He examined the lettering once again—a back-slanting hand, disguised.

"And I have only one enemy—Slegge," he thought to himself, as he softly blew out the candle and crept back into bed; but it was long ere sleep came, for the writing, run by the blotting-paper but still vivid, seemed to dance before his eyes, and as he now mentally read it: "It was Glyn Severn who stole the Prince's belt."

And it was with this to form the subject of his dreams that he fell fast asleep.

On the following morning Glyn entered the class-room early and proceeded to Slegge's desk.

"Just as I thought," he said, and he took up one of the writing folio books which lay with other volumes on the desk-cover.

There was no one else in the theatre at that early hour, and Glyn had time to compare as he wished certain of the letters and capitals in Slegge's handwriting with the wording on the blotting-paper.

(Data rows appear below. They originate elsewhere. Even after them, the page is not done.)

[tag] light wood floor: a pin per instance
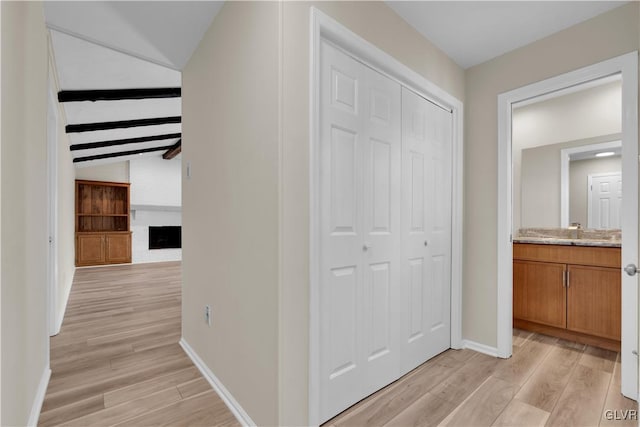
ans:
(117, 360)
(547, 382)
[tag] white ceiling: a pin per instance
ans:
(163, 32)
(472, 32)
(144, 44)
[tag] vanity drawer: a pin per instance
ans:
(578, 255)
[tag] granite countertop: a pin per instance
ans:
(563, 236)
(568, 242)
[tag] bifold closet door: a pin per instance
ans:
(426, 229)
(360, 159)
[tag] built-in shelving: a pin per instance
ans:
(103, 233)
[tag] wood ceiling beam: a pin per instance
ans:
(89, 127)
(102, 144)
(173, 151)
(120, 154)
(118, 94)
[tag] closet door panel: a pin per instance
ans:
(381, 219)
(426, 225)
(341, 230)
(439, 136)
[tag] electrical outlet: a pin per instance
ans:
(207, 314)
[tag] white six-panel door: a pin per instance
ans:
(364, 297)
(426, 229)
(604, 200)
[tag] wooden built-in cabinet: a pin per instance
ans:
(573, 292)
(102, 223)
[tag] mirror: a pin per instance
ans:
(560, 174)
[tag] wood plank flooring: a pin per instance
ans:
(547, 382)
(117, 360)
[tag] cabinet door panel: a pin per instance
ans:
(90, 249)
(593, 301)
(118, 248)
(538, 293)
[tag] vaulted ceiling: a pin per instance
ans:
(118, 66)
(121, 49)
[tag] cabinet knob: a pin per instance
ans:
(631, 269)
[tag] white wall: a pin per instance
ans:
(110, 172)
(605, 36)
(65, 194)
(155, 181)
(25, 339)
(156, 200)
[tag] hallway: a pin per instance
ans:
(117, 360)
(547, 382)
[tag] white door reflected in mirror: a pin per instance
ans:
(605, 198)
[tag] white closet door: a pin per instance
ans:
(359, 230)
(426, 224)
(382, 283)
(604, 200)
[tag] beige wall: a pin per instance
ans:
(378, 24)
(608, 35)
(113, 172)
(230, 204)
(579, 171)
(540, 183)
(25, 343)
(65, 192)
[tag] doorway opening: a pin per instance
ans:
(510, 207)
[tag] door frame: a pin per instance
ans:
(565, 159)
(324, 27)
(627, 66)
(590, 192)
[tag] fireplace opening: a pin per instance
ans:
(165, 237)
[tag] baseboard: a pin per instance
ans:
(217, 385)
(38, 400)
(480, 348)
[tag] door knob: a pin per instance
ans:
(631, 269)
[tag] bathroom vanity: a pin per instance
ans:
(569, 288)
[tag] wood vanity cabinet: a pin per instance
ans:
(102, 223)
(573, 292)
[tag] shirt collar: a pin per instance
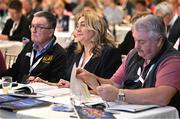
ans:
(44, 49)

"It was he; there can be no doubt," he exclaimed, and he went out of the room, making for the playground, intending to find his detractor; but he was not to be seen.

Fortune, however, favoured him as he was making his way back to the schoolhouse, for near the boys' gardens he suddenly caught sight of the object of his search.

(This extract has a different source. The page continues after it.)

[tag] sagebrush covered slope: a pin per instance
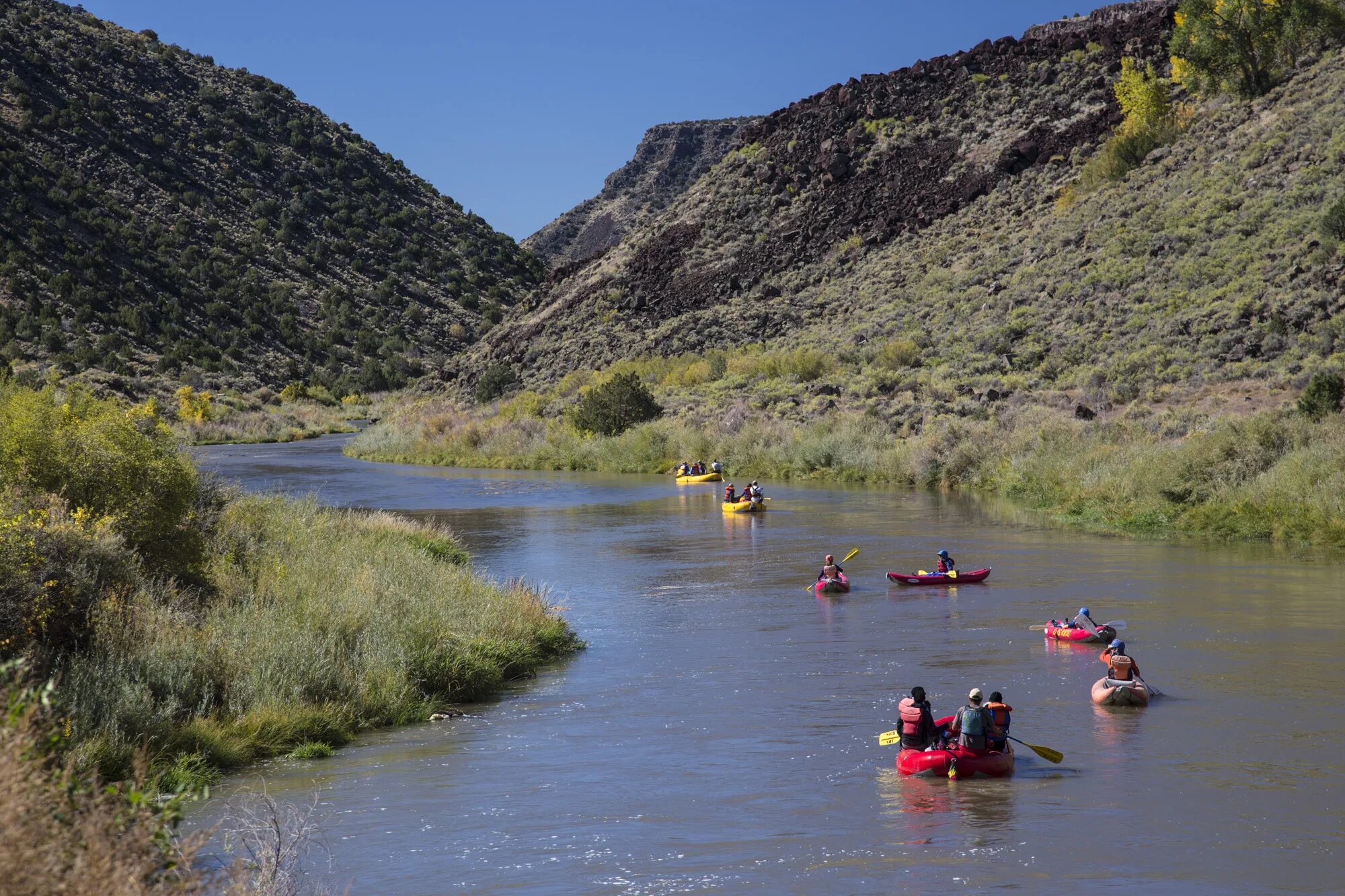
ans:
(921, 204)
(161, 214)
(666, 163)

"I say, Slegge," he said, approaching the lad, "I want to talk to you."

It did not seem to be quite the same self-confident bully of the day previous who responded, "Eh? You do, Severn? What's up?"

"Come into the class-room," said Severn. "I want you."

"What!" began Slegge. "What do you mean? Why are you trying to order me about?"

"Because I have something to tell you."

"Ha, ha, Cocky Severn! It's time you had that thrashing."

"Is it?" said Glyn. "Well, I don't think I should care to fight with a fellow who writes anonymous letters."

"What do you mean by that?" cried the other.

"I will show you what I mean if you come with me. I don't suppose you want the other fellows to hear it."

"I don't care," said Slegge. "Some cock-and-bull story you are hatching, Severn."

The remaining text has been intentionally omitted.